I am so glad to hear from you all! I currently am using a 12 step program. because i have the disease of addiction, i go to a 12 step group that helps with addiction as a whole. My addiction has broken out in drugs and alcohol and food. Working the steps has helped a great deal in staying on task with my eating. I know that i need 60 grams of protein in a day, less than 20 grams of fat a day, and as few carbs as i can manage. With this in mind, I look at each item I think about putting in my mouth in terms of which need it will fill. If it isnt one of my needs, i do not put it in. Looking at food as fuel or as a bill to be paid has helped me with the obsession and compulsion with food. I also am journaling. When i used drugs, it was a maladaptive way to deal with life. Life being my thoughts, feelings, relationships, whatever and everything. Food is no different. However, I can track it easier. When i get a compulsion to eat, i can take a few minutes and write. Usually i start off with whatever was going on for the last hour or so. Soon, it became easier to identify my triggers. Mine are mostly "feelings" related. Besides working the 12 steps and journaling, i have a huge network of people i can talk with. Im lucky because although many cannot understand my obsession with food, they can understand it in terms of food being another drug to me. They can understand the addiction! Please feel free to add me as a friend and to email or contact me. We can recover! We do recover!
I was really interested in your post, because,I, too, feel that I'm addicted to sweets. I don't say that as an excuse, I truly am afraid that I'm not going to be able to get thru it. I've always had weight problems, had rny 5/5/09,did really well,although I will be honest and say that I didn't follow all the rules. I cut way back on the sweets, but still cheated, so I never did break my bad habit. I'm sooo afraid of once again gaining the weight back,and need alot of support. I know I'm can't do it alone,although I pray to God every day for help. I'm totally disgusted,frustrated,angry,sad, and alot of other bad feeling about myself. I start out my day really well, but it seems like I mess up before I even think about it. Or I know I'm doing wrong, feel all those emotions, and STILL I do it anyway!!! Did you get your 12 step program online or are you going to meetings? I sit and read blogs, stories,video,etc to try to get thru the day, and I fail!!! I tell myself I'm weak,and don't really want to conquer it bad enough...I just feel I'll never ever succeed fighting my addiction!
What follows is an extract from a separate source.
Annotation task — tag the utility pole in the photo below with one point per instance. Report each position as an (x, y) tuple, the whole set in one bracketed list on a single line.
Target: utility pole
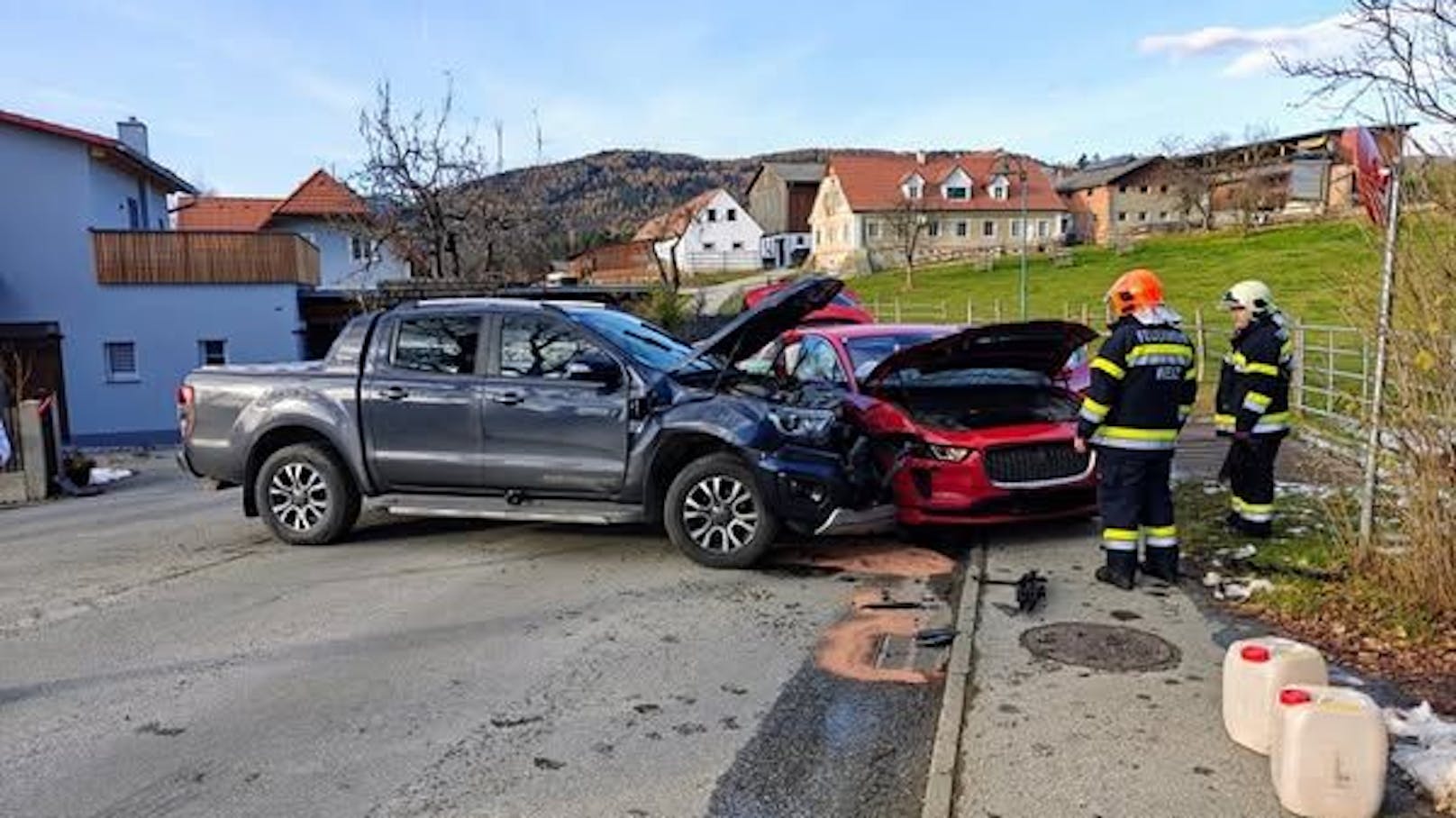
[(1372, 463)]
Wow! Sounds like you are really getting a handle on this food addiction. I, too, suffer from a food addiction. I had the sleeve done in Dec. 2010 so I am about 3 months out. When I was preparing for this surgery, I started to learn what a hold that food has on my life. During the first month or so after surgery things were going good. I wasn't even hungry. Now it is getting really hard. I still am not hungry, but the compulsion to eat is soooo strong. I even wake up in the middle of the night with a very strong compulsion to get up and eat. I have resisted this as of so far, but it is hard. My mind is focused on food from the time I get up until the time I go to bed. I am always worried there is not enough food in the house. I run errands during the day and am worried about where I am going to stop to get something to eat, but I also worried about if it is going to be good for me, enough protein and low fat. I find I eat the same thing everyday because it is "safe" for me to eat these things. Would love to get involved in something online because I do not have a car all afternoon and evening and our town does not offer much of anything like this. Spending so much time alone also throws fuel to the fire. Have you ever thought of starting your own 12 step group online??